Mark showed Sammy where to land over by the old rail fence, and when we got ashore Mark drew out his map that he’d made the night before and showed it to us. Sammy looked at it with his eyes bulging out like blue robin’s eggs—only bigger.
“Fat boy make map, eh? He make river, house, barn, trees?”
Mark admitted it, and it didn’t take half an eye to see he was pretty proud of his work. Sam patted him on the back and grinned like he thought the map was wonderful and Mark was wonderful, too, and that didn’t make Marcus Aurelius Fortunatus Tidd feel small or mean. He never minded being admired a bit.
“It’s a good map, all right,” I says, impatient-like, because it wasn’t any fun squatting down there in the muck, “but how’s it going to help us git back the engine?”
“Tallow,” says Mark, looking at me like he was sorry to see such ignorance in anybody, “we got to have a map. How we goin’ to plan our campaign without? Tell me that. This is like a battle,” says he, “and battles is planned out ahead with m-m-maps.”
“Maybe so,” says I, “but if I was general of this army I’d be stirrin’ around Willis’s, I would. I guess I know the way around there pretty well without any map.”
“Well,” he says, disgusted as could be, “come on, then.”

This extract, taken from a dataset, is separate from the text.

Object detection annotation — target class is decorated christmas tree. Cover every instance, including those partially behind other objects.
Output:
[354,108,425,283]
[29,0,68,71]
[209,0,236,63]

He folded the map and stuffed it in his pocket. I started to climb the bank first and was half-way up before Mark or Sammy were on their feet at all. I wasn’t cautious about it like I ought to have been, and went sticking my head right up in sight without ever spying around to see if everything was safe and clear. It served me right. I stuck my head over the top of the bank, and was hauling the rest of my body after, when I looked up, and there, looking at me kind of surprised, stood Henry C. Batten.
“Well,” says he, “where’d you come from?”
I was struck all in a heap, but I knew I had to do something to keep Mark and Sammy from popping into sight and to keep Batten from walking over to look down where they were. I reckon I looked scared. But I took hold of myself and sort of whispered in my own ear that now was the time to do some quick thinking and quick acting. I grinned at Batten. It’s always a good plan to grin when you can’t think of anything else. Folks like to be grinned at. I grinned like I was tickled to death to see him, and says, “Have you heard any frogs a-hollering around here?”